Can A chain of exploits count as a CVE?

would the entire chain of them be eligible for A CVE or would each of the individual one be eligible?

Each CVE is intended to represent a single vulnerability. Potential CVEs are more likely to be split up for finer granularity than merged.

The current guidance for this process is the Process to Correct Counting Issues, and the section on merging only describes using it to address "resolving multiple CVE IDs assigned to a single vulnerability". A merge is not intended to describe a chain of vulnerabilities.


multiple exploits, each not accomplishing anything significant on their own

So, an exploit is when you get the system to behave in a way that is contrary to its design and documentation.
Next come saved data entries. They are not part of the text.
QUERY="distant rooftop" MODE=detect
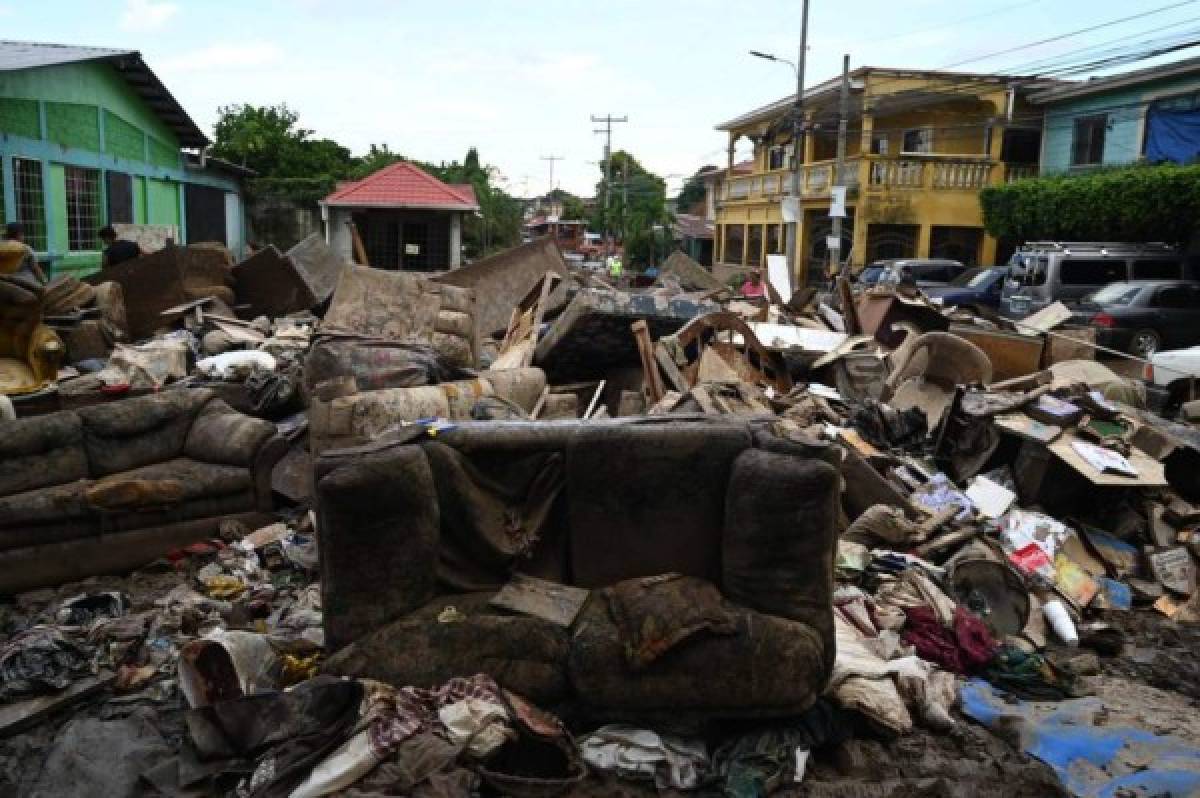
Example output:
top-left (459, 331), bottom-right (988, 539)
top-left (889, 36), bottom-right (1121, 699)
top-left (322, 161), bottom-right (480, 210)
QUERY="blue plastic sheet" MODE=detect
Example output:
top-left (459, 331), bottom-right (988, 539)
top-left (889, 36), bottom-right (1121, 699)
top-left (961, 679), bottom-right (1200, 797)
top-left (1145, 108), bottom-right (1200, 164)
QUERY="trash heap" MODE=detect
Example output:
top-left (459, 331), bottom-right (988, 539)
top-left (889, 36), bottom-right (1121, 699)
top-left (1, 239), bottom-right (1200, 797)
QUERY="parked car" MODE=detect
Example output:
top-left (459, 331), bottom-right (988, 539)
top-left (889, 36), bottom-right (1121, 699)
top-left (1000, 241), bottom-right (1186, 318)
top-left (863, 258), bottom-right (968, 289)
top-left (1145, 344), bottom-right (1200, 415)
top-left (925, 266), bottom-right (1008, 312)
top-left (1070, 280), bottom-right (1200, 357)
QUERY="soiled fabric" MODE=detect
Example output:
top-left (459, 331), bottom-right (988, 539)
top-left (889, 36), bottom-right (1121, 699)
top-left (185, 675), bottom-right (363, 798)
top-left (850, 398), bottom-right (927, 450)
top-left (902, 605), bottom-right (997, 676)
top-left (422, 442), bottom-right (565, 592)
top-left (984, 645), bottom-right (1082, 701)
top-left (0, 625), bottom-right (90, 700)
top-left (364, 674), bottom-right (505, 759)
top-left (711, 706), bottom-right (854, 798)
top-left (875, 568), bottom-right (957, 627)
top-left (601, 574), bottom-right (738, 670)
top-left (580, 725), bottom-right (708, 790)
top-left (336, 732), bottom-right (470, 797)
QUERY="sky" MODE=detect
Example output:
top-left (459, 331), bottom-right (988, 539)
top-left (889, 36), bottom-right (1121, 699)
top-left (4, 0), bottom-right (1200, 196)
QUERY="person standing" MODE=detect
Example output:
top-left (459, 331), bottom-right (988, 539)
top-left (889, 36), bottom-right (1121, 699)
top-left (740, 269), bottom-right (767, 298)
top-left (1, 223), bottom-right (47, 283)
top-left (98, 225), bottom-right (142, 269)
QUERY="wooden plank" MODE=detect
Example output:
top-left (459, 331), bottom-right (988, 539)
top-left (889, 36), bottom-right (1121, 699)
top-left (630, 320), bottom-right (666, 404)
top-left (655, 342), bottom-right (690, 393)
top-left (836, 276), bottom-right (861, 335)
top-left (0, 672), bottom-right (113, 738)
top-left (347, 221), bottom-right (369, 266)
top-left (583, 380), bottom-right (606, 419)
top-left (530, 386), bottom-right (550, 419)
top-left (1048, 432), bottom-right (1168, 487)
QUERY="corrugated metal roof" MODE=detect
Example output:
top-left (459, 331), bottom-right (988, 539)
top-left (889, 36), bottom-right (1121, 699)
top-left (322, 162), bottom-right (481, 210)
top-left (0, 40), bottom-right (209, 148)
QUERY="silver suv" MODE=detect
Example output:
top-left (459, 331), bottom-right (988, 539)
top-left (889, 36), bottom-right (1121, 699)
top-left (1001, 241), bottom-right (1185, 318)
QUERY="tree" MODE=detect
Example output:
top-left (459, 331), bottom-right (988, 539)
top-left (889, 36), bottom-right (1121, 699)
top-left (349, 143), bottom-right (406, 180)
top-left (676, 166), bottom-right (717, 214)
top-left (561, 195), bottom-right (588, 221)
top-left (592, 150), bottom-right (673, 267)
top-left (211, 103), bottom-right (353, 179)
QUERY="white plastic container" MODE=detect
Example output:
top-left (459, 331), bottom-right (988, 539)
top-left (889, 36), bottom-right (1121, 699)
top-left (1042, 599), bottom-right (1079, 647)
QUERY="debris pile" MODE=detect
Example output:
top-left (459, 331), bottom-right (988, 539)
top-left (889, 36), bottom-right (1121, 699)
top-left (2, 240), bottom-right (1200, 796)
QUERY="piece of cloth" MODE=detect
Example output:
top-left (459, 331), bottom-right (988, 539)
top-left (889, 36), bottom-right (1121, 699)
top-left (0, 625), bottom-right (91, 700)
top-left (1145, 106), bottom-right (1200, 164)
top-left (711, 706), bottom-right (854, 798)
top-left (28, 706), bottom-right (172, 798)
top-left (875, 568), bottom-right (957, 627)
top-left (740, 279), bottom-right (766, 298)
top-left (601, 574), bottom-right (738, 670)
top-left (984, 645), bottom-right (1081, 701)
top-left (902, 605), bottom-right (997, 676)
top-left (438, 697), bottom-right (512, 758)
top-left (104, 239), bottom-right (141, 268)
top-left (337, 732), bottom-right (470, 797)
top-left (850, 398), bottom-right (927, 450)
top-left (364, 674), bottom-right (505, 760)
top-left (580, 725), bottom-right (709, 790)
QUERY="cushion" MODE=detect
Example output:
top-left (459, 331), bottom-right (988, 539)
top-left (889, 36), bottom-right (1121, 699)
top-left (183, 399), bottom-right (276, 467)
top-left (0, 412), bottom-right (88, 495)
top-left (77, 389), bottom-right (210, 477)
top-left (322, 594), bottom-right (569, 705)
top-left (565, 422), bottom-right (751, 588)
top-left (722, 450), bottom-right (839, 667)
top-left (568, 596), bottom-right (827, 715)
top-left (0, 479), bottom-right (91, 528)
top-left (116, 458), bottom-right (252, 502)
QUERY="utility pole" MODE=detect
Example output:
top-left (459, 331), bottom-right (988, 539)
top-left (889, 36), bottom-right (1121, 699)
top-left (785, 0), bottom-right (810, 292)
top-left (592, 113), bottom-right (628, 257)
top-left (539, 155), bottom-right (563, 195)
top-left (829, 53), bottom-right (851, 280)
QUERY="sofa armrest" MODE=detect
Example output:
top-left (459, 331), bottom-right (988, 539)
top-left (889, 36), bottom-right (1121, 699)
top-left (184, 399), bottom-right (277, 467)
top-left (317, 444), bottom-right (440, 652)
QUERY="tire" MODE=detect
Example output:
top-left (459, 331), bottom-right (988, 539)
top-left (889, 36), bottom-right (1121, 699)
top-left (1130, 329), bottom-right (1161, 358)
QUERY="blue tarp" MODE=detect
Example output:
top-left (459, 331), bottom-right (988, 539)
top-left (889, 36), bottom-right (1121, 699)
top-left (1145, 108), bottom-right (1200, 164)
top-left (961, 679), bottom-right (1200, 797)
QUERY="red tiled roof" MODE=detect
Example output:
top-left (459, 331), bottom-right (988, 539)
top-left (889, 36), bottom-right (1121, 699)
top-left (322, 162), bottom-right (480, 210)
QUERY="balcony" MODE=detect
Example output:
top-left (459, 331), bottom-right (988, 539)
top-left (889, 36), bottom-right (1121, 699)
top-left (718, 155), bottom-right (999, 205)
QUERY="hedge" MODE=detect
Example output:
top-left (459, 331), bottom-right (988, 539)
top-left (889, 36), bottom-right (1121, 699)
top-left (979, 163), bottom-right (1200, 244)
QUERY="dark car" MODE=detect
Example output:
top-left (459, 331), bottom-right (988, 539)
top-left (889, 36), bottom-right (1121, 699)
top-left (924, 267), bottom-right (1008, 311)
top-left (1071, 280), bottom-right (1200, 357)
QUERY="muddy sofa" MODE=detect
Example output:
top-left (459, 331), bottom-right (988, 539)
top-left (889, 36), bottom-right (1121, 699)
top-left (0, 388), bottom-right (283, 593)
top-left (318, 417), bottom-right (839, 719)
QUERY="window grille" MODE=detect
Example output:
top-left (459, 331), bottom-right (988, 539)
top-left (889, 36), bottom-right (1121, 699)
top-left (13, 158), bottom-right (47, 251)
top-left (65, 165), bottom-right (101, 251)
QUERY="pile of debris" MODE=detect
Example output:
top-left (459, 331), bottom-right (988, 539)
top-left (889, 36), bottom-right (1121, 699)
top-left (2, 237), bottom-right (1200, 797)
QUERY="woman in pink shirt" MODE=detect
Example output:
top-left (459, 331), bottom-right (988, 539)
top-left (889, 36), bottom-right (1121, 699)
top-left (740, 269), bottom-right (767, 298)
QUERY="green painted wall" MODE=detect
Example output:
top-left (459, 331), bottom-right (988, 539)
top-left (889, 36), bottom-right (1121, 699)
top-left (0, 97), bottom-right (39, 139)
top-left (0, 61), bottom-right (180, 151)
top-left (147, 178), bottom-right (180, 227)
top-left (45, 162), bottom-right (101, 274)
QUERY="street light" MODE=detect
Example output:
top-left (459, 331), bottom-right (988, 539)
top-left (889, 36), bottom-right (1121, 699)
top-left (749, 50), bottom-right (797, 76)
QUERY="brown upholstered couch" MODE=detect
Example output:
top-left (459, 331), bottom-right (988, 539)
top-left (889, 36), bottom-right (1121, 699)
top-left (0, 388), bottom-right (283, 594)
top-left (317, 417), bottom-right (839, 720)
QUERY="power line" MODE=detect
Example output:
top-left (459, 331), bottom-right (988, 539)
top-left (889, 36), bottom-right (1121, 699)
top-left (591, 113), bottom-right (628, 254)
top-left (538, 155), bottom-right (563, 194)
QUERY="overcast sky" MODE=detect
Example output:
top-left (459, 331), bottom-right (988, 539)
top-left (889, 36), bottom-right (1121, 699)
top-left (6, 0), bottom-right (1199, 196)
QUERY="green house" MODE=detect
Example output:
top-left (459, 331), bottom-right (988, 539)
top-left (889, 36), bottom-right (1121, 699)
top-left (0, 40), bottom-right (250, 277)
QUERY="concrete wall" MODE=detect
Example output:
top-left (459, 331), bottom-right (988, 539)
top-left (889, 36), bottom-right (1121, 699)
top-left (1040, 72), bottom-right (1200, 174)
top-left (248, 192), bottom-right (322, 250)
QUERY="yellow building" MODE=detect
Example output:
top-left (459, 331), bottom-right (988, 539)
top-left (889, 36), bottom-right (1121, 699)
top-left (713, 68), bottom-right (1045, 283)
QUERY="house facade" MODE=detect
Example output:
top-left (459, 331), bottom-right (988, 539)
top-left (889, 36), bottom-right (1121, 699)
top-left (0, 41), bottom-right (248, 276)
top-left (714, 68), bottom-right (1046, 282)
top-left (1031, 56), bottom-right (1200, 174)
top-left (320, 161), bottom-right (479, 271)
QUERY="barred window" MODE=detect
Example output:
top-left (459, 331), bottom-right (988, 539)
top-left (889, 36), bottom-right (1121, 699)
top-left (13, 158), bottom-right (47, 251)
top-left (65, 165), bottom-right (101, 251)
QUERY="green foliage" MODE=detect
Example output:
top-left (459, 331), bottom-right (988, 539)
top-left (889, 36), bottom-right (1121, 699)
top-left (675, 166), bottom-right (716, 214)
top-left (980, 163), bottom-right (1200, 244)
top-left (592, 150), bottom-right (672, 264)
top-left (212, 104), bottom-right (355, 181)
top-left (561, 195), bottom-right (588, 221)
top-left (245, 177), bottom-right (337, 205)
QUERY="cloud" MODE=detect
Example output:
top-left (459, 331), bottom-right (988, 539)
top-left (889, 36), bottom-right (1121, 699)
top-left (158, 41), bottom-right (286, 72)
top-left (119, 0), bottom-right (178, 32)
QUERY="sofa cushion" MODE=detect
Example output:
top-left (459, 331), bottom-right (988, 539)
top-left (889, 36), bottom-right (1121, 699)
top-left (568, 595), bottom-right (827, 715)
top-left (0, 479), bottom-right (91, 528)
top-left (723, 450), bottom-right (839, 674)
top-left (183, 399), bottom-right (276, 467)
top-left (322, 593), bottom-right (569, 705)
top-left (77, 389), bottom-right (211, 477)
top-left (0, 412), bottom-right (88, 494)
top-left (565, 422), bottom-right (751, 588)
top-left (114, 458), bottom-right (252, 502)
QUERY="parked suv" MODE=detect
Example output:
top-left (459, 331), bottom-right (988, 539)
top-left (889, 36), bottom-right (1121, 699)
top-left (864, 258), bottom-right (968, 288)
top-left (1000, 241), bottom-right (1186, 318)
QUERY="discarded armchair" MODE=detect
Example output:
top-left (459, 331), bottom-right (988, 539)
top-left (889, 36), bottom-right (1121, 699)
top-left (317, 417), bottom-right (840, 721)
top-left (0, 388), bottom-right (284, 593)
Let's use an example. Suppose you can convince a system to flip a bit in memory somewhere that doesn't have a specific value it's supposed to be---maybe because it's in an unallocated region at the moment. If you are authorized to allocate or use memory on the system, that's probably not an exploit, but it would still be an exploit if their design/specification forbids that behavior. If you are not supposed to be capable of doing that, then it's an exploit regardless of its practicality.

If you need 10 steps to fully exploit a system, it's possible---and fairly common---for 2-3 of those actions to be actual exploits while the other 7-8 steps are setup work or post-exploit configuration.

So, look at your list of "exploits" and ask for each one: "Given the state of the system before I take this step, should I be able to do it?"

If the answer is "Yes, this is permissible" then that action is a prep/post step. If it's a No, then it's an exploit.

Depending on the target, it may help to contact the vendor with your proof of concept code. Their documentation, support staff, or security team should be able to clarify where the software is not acting as intended. At each point where this is the case, you would submit a separate CVE.

On their end, the vendor may patch your CVEs individually or in a single release, but that has no bearing on the number of vulnerabilities/CVEs.